I graduated from Staffordshire University in July 2019 with a first class B.A. Hons. degree in English and completed a full-time Masters by Negotiated Study in Modernist Literature, passing with a distinction at the end of 2020. I joined Keele University in January 2021 as a PhD student to continue my studies and look further into the transition of gender roles and sexuality, and how this is portrayed in modernist literature. In the dissertation in my MA, I explored the way in which modernism reshaped American and British narratives in their portrayal of a world where the class system and gender roles were in transition; where the speed of the modern city alienated individuals from each other and how these changes affected humanity. I also explored how these transitions are reflected in the radical literary changes modernist authors made to their narratives. Teaching: As an undergraduate, I spent forty hours at Stoke-on-Trent Sixth Form College in English A-Level and GCSE classes. I observed classroom activities, watched how the teachers controlled behaviour and how they delivered their lessons. I was able to assist the students in several activities, particularly with functional skills. I noted the difficulty some students faced when English was their second language. My placement assignment was based around these difficulties, as I recognised the issues teachers were facing. I hope to be able to assist in lectures at Keele as my PhD progresses.

Research and scholarship

Moving on from the research in my MA, I wanted to explore in depth the effects on human experience of the varying degrees of sexuality. My thesis for the PhD is entitled ‘Queering the Class Divide: Transition, Transformation, and Transgender- The Aesthetic Representations of Human Experience in the works of Virginia Woolf, Djuna Barnes, and Radclyffe Hall’. Social constructs of Victorian ideals of femininity and masculinity created a prescriptive normativity of gender identity with little room or acceptance for any deviation. Medical discourse transformed sexual acts into firm gender identities through the theory that same-sex sexuality was a kind of gender inversion or perversity. However, this thesis argues that transgenderism and same-sex desire intersected with class distinctions, as the upper and middle classes were able to enjoy the emerging consumer culture to indulge in personal taste and pleasure. Virginia Woolf, Djuna Barnes and Radclyffe Hall portray in their works an encoded queer inscription that demonstrates an uninhabitable space not only between masculine and feminine dichotomies but furthers tension between the classes. I will argue further that the impact of class, specifically in the city, on transgender and same-sex desires clearly emancipates some whilst suppresses others.
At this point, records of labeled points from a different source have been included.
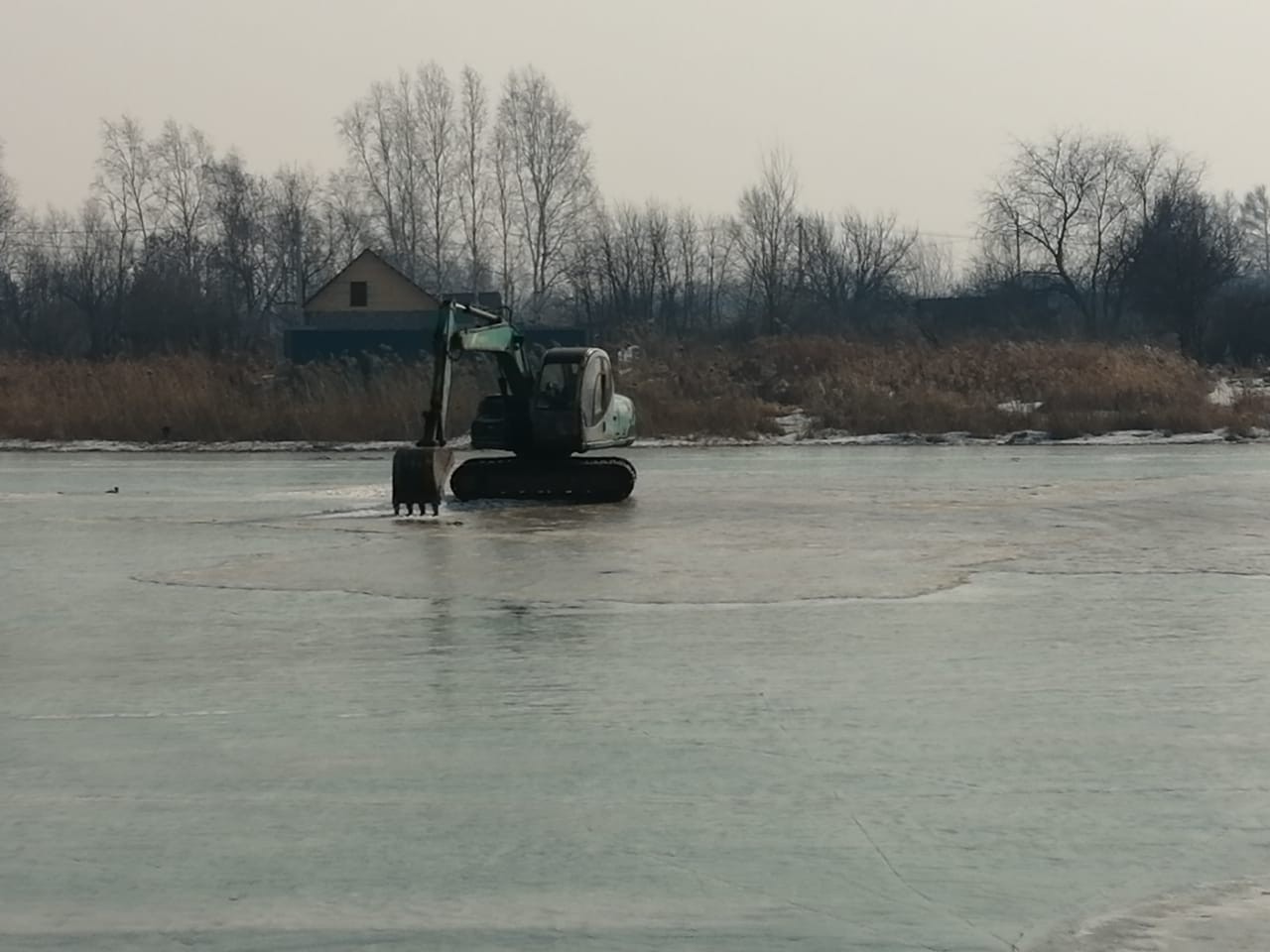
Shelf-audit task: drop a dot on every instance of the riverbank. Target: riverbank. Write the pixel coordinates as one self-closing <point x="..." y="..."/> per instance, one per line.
<point x="790" y="390"/>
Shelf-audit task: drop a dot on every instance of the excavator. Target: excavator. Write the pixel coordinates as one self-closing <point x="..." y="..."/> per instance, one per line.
<point x="545" y="419"/>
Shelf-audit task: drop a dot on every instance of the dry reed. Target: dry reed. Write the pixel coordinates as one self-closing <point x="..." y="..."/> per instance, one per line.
<point x="1065" y="389"/>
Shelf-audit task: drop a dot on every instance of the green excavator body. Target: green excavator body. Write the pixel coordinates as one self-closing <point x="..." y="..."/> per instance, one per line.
<point x="545" y="419"/>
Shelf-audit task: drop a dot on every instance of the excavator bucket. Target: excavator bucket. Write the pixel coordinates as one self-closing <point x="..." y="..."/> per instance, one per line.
<point x="420" y="477"/>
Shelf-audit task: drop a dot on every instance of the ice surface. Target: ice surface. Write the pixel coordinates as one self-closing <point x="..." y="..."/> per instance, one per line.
<point x="883" y="697"/>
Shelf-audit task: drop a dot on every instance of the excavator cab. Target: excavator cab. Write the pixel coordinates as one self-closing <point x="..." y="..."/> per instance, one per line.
<point x="574" y="407"/>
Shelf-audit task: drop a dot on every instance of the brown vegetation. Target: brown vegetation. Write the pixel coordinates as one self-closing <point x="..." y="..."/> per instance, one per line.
<point x="691" y="390"/>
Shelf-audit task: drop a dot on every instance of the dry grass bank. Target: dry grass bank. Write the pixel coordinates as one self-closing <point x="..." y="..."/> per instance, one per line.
<point x="691" y="390"/>
<point x="1065" y="389"/>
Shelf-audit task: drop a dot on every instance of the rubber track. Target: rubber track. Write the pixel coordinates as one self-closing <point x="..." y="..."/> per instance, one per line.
<point x="606" y="479"/>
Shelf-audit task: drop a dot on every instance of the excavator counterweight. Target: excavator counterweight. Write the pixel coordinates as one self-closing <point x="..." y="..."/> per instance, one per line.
<point x="544" y="419"/>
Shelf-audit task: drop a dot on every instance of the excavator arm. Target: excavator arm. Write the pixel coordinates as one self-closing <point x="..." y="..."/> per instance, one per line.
<point x="493" y="335"/>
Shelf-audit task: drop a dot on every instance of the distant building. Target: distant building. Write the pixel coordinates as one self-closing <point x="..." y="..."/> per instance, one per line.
<point x="371" y="306"/>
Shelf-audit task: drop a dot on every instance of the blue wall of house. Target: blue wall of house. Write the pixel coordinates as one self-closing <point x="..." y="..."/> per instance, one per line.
<point x="308" y="344"/>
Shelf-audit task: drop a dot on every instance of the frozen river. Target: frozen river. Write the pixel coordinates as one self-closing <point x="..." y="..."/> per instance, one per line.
<point x="828" y="698"/>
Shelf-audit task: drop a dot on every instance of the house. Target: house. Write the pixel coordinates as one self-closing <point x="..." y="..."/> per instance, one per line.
<point x="370" y="306"/>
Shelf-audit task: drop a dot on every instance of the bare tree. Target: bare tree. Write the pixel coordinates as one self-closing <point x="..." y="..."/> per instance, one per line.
<point x="855" y="266"/>
<point x="245" y="257"/>
<point x="472" y="178"/>
<point x="766" y="235"/>
<point x="182" y="162"/>
<point x="8" y="209"/>
<point x="1255" y="225"/>
<point x="685" y="266"/>
<point x="717" y="267"/>
<point x="91" y="278"/>
<point x="550" y="167"/>
<point x="1064" y="203"/>
<point x="372" y="139"/>
<point x="506" y="218"/>
<point x="1189" y="248"/>
<point x="347" y="223"/>
<point x="933" y="272"/>
<point x="436" y="103"/>
<point x="302" y="244"/>
<point x="126" y="179"/>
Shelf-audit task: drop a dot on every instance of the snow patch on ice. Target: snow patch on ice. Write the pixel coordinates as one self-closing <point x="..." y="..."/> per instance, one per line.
<point x="1020" y="407"/>
<point x="1222" y="916"/>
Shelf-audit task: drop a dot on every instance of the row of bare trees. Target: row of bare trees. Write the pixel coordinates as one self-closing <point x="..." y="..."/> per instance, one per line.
<point x="467" y="188"/>
<point x="1125" y="234"/>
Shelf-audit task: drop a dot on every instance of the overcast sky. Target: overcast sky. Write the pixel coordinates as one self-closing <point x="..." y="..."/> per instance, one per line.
<point x="903" y="105"/>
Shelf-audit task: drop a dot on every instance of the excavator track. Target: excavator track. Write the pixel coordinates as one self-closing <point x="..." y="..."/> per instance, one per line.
<point x="606" y="479"/>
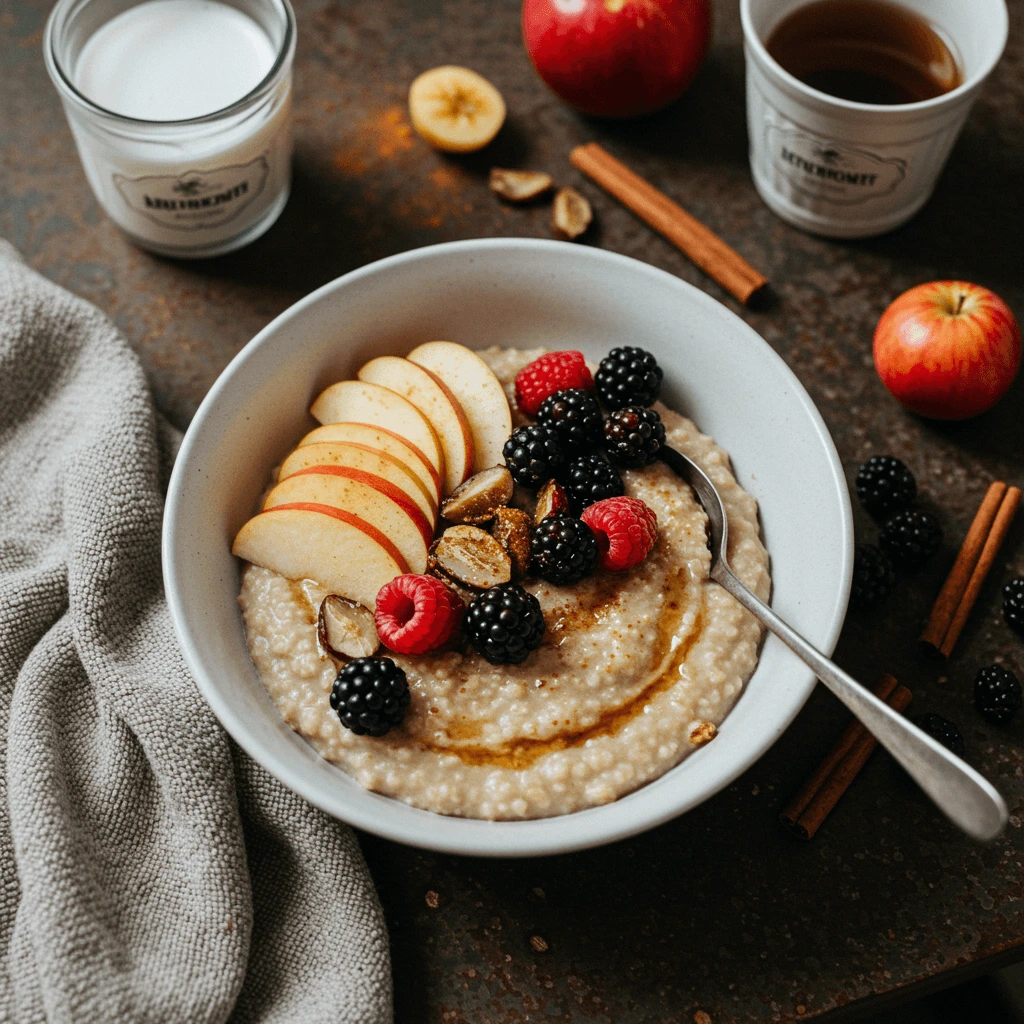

Student Representative: 2016-2019- BA Hons. Degree. Student Representative: 2019-2020- MA. Selected to meet the external moderator to give an overview of the MaNS course – 2019. Selected to attend a subject evaluation board to represent Staffordshire University; I provided feedback and analysis to a panel of subject specialists in the West Midlands – 2018 Assisted with 4 open days and provided advocacy about English studies for prospective students Delivered a presentation to first year undergraduates about the BA course – 2018.